The U.S. is no stranger to incarceration-related issues given that, as of 2014, the country possessed about 25 percent of the world’s prison population, despite only having about five percent of the world’s total population. As well as that, if the U.S.’s prison population were viewed as a major city, it would be among the ranks of the nation’s top ten most populous ones. On top of those staggering statistics, the conditions of some states’ prisons are astoundingly inadequate and host hundreds more inmates for every hundred thousand than the national average.

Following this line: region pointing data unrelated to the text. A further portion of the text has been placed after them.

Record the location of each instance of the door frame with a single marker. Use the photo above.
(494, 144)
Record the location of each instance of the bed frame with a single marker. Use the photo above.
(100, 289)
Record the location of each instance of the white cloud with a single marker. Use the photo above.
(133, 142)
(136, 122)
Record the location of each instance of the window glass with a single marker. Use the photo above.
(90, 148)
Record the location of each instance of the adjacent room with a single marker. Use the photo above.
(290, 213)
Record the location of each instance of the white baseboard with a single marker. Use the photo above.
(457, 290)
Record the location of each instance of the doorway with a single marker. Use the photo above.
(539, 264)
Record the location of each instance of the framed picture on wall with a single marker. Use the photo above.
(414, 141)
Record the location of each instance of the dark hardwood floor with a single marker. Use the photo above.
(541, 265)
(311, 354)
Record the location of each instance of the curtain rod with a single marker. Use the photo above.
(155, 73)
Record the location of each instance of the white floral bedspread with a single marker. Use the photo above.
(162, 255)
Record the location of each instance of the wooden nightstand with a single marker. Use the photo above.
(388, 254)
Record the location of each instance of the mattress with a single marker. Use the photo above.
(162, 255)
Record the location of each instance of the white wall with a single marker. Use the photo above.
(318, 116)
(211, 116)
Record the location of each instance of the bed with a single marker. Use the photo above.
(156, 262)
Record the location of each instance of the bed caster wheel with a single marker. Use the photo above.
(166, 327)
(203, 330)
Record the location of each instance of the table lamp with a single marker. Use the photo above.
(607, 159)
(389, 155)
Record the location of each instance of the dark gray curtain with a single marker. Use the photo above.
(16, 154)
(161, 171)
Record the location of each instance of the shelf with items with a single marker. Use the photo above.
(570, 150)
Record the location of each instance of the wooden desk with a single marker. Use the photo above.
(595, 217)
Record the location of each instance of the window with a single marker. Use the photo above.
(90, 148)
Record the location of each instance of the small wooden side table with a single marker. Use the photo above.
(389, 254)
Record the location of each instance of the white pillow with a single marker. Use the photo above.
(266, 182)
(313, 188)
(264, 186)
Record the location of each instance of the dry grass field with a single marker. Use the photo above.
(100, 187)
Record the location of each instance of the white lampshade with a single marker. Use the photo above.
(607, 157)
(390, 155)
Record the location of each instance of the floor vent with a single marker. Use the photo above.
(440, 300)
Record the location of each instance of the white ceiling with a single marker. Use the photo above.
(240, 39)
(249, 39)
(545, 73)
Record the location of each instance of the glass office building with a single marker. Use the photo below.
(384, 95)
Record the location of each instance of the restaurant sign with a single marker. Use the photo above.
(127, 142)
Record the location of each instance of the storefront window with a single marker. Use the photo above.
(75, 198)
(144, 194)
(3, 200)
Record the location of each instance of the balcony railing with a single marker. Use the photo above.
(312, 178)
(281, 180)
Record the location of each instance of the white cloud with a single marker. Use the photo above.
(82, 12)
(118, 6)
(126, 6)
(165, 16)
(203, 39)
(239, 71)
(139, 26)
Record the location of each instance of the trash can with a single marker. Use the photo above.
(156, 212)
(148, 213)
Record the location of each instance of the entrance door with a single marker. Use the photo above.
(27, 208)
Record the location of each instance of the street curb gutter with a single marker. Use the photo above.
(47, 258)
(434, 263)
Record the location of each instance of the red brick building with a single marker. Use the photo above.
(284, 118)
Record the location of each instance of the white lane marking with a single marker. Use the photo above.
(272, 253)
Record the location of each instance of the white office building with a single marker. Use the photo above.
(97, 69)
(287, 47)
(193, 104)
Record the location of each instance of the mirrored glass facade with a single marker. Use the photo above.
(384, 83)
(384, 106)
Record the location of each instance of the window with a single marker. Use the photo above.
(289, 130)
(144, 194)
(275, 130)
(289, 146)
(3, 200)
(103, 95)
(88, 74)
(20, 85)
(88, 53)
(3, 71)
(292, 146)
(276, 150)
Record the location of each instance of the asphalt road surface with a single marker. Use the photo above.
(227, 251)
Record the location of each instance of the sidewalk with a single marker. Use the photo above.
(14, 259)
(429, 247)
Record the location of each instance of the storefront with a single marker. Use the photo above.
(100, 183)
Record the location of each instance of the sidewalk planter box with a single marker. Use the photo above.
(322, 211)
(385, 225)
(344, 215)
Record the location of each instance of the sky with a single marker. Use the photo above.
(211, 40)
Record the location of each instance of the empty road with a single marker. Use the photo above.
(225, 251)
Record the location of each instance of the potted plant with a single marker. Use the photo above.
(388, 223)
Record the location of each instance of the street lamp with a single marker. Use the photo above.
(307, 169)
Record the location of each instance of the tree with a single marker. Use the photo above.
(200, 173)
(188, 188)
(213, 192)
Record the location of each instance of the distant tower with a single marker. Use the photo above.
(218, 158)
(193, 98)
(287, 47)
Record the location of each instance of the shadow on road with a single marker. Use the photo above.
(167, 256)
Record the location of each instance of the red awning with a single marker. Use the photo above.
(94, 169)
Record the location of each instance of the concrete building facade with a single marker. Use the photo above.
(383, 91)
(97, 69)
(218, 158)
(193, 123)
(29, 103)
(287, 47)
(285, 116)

In one of those states, Alabama (which has 946 prisoners for every 100,000 people versus the national average of 698), recent investigations show that the overpopulation of inmates is not the only problem their prisons face by far. What’s most alarming about the conditions of Alabama’s prisons is the fact that many of them appear to violate the inmates’ Eighth Amendment rights, suggesting that the prisons’ terrible conditions actually count as “cruel and unusual punishment.” According to the New York Times, the guards don’t confiscate makeshift weapons and allow sexual violence to occur on a regular basis. Be it the fact that inmate deaths are abundantly violent and common or the fact that those deaths often go unnoticed, the Alabama prison system has been put on notice for their blatant apathy towards inmates’ rights.

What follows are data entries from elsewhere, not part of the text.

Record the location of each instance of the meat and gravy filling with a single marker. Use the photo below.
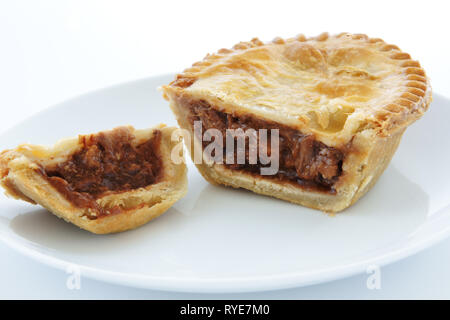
(106, 163)
(303, 161)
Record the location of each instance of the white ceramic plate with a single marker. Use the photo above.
(223, 240)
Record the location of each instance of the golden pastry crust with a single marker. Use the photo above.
(349, 91)
(21, 177)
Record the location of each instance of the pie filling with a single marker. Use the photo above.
(303, 161)
(105, 164)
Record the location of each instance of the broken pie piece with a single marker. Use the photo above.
(341, 104)
(105, 182)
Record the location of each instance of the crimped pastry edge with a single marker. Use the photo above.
(21, 181)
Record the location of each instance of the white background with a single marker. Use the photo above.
(53, 50)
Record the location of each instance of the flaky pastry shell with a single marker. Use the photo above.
(349, 92)
(21, 176)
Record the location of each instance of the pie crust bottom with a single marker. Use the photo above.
(124, 209)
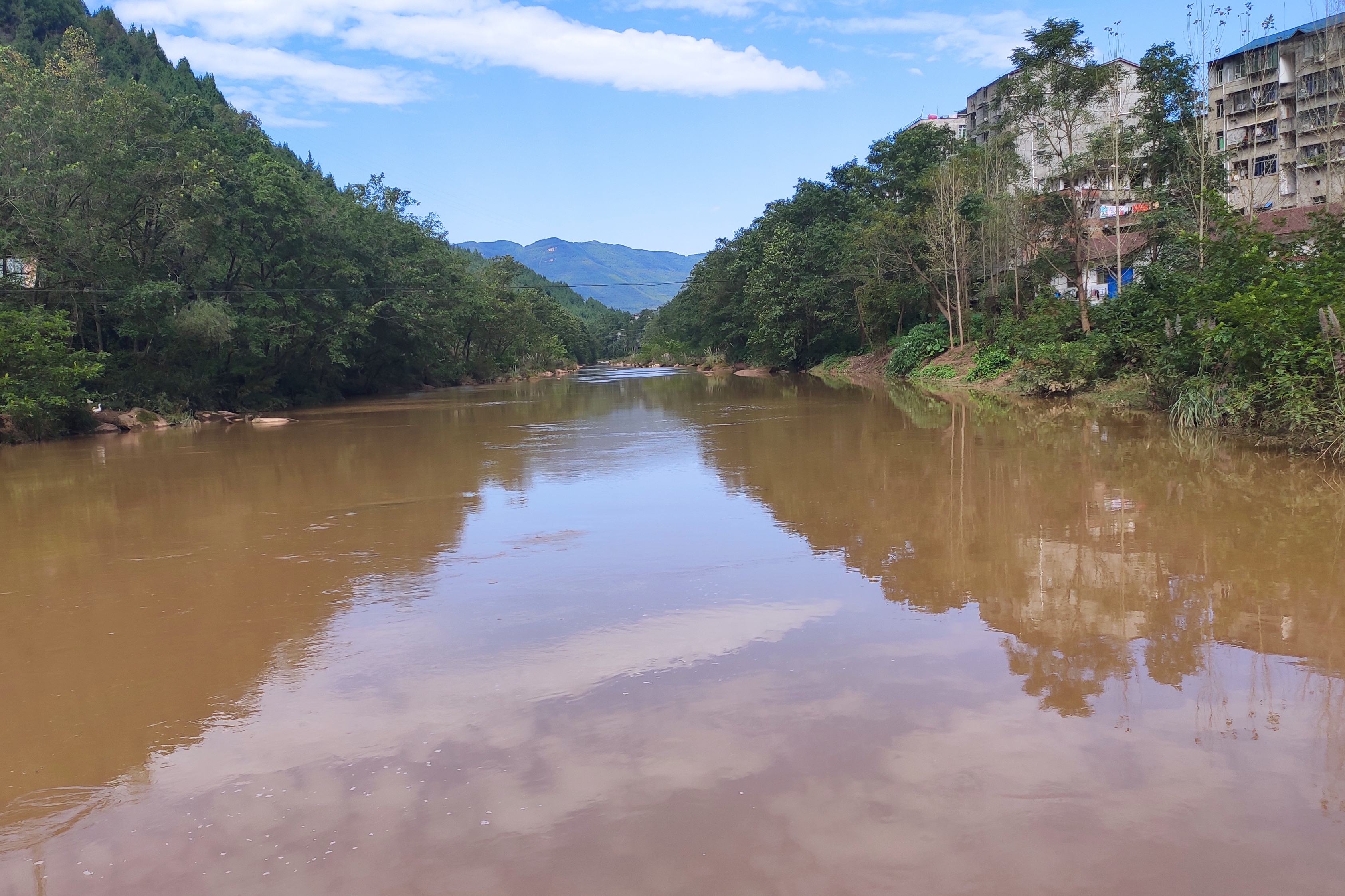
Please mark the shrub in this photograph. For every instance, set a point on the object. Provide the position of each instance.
(920, 342)
(1199, 404)
(991, 362)
(935, 372)
(1064, 368)
(41, 377)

The American Civil Liberties Union (ACLU) dictates that “violence and sexual abuse, discrimination, overcrowding and other threats to health and safety” qualify as inhumane treatment of inmates, yet those imprisoned in the state of Alabama often face these on a daily basis. Inmates are Americans too, and humans for that matter, and ought to be treated with the respect and dignity that America promises to all its citizens. However, it is mockingly clear that Alabama’s justice system either wrongfully disagrees with this notion or simply does not care. Given their position of fifth-highest incarceration rates in the country as of 2018, it isn’t necessarily a shock that the prisons might end up more crowded than average (often at a capacity of 172 percent), but the reports of inmates essentially not being observed at all due to the sheer volume of them and lack of guards is simply absurd. All of these factors combined show an evident dismissal of the inmates’ rights and, unfortunately, is common throughout the whole country, with some prisons electing to keep inmates in solitary confinement for days on end, with only an hour outside of their confines.

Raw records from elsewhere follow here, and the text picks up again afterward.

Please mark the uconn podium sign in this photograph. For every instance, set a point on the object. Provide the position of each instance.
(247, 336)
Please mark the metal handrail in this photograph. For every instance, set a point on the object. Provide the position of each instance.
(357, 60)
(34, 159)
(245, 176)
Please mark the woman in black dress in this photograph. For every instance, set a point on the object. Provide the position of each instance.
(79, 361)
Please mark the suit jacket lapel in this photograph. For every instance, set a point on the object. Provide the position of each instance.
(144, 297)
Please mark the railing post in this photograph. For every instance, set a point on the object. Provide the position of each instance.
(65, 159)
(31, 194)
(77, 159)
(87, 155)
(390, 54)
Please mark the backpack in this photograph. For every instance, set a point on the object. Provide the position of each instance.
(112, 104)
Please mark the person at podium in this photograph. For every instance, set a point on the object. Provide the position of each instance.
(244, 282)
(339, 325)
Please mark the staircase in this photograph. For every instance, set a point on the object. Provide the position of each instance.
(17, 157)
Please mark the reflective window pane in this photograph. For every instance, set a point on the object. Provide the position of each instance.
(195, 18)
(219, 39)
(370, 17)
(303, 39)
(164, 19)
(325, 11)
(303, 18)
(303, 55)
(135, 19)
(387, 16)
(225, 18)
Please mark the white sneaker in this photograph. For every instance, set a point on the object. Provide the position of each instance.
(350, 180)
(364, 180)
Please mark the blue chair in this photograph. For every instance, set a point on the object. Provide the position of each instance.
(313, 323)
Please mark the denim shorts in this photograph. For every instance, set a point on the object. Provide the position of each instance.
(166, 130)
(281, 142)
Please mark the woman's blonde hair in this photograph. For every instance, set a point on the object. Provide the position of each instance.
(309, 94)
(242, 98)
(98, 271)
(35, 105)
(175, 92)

One issue with these prisons’ starkly inhumane conditions is not just the prison system itself but the staff that is hired to work there. Guards at these prisons need better vetting, training and observation, lest they take on the role of predator and prey when it comes to the inmates. Though meant to keep order, there have been a plethora of reports that internal and bone injuries occur when guards aren’t met with immediate placation by prisoners. This type of unhindered anger should not be a common denominator with prison guards, but it appears to be so.
Additionally, Americans can be completely unaware of the horrendous states of these prisons, usually because the media doesn’t have access to the prisons themselves, or when they do they often go unreported or underreported. Citizens have a right to know that people are being abused mentally, emotionally and physically while serving their sentences, and despite the fact that, yes, they likely did break laws (not to mention that a percentage of them may not even belong there), they are still human beings and have the Constitutional, and innate, right to be treated as such.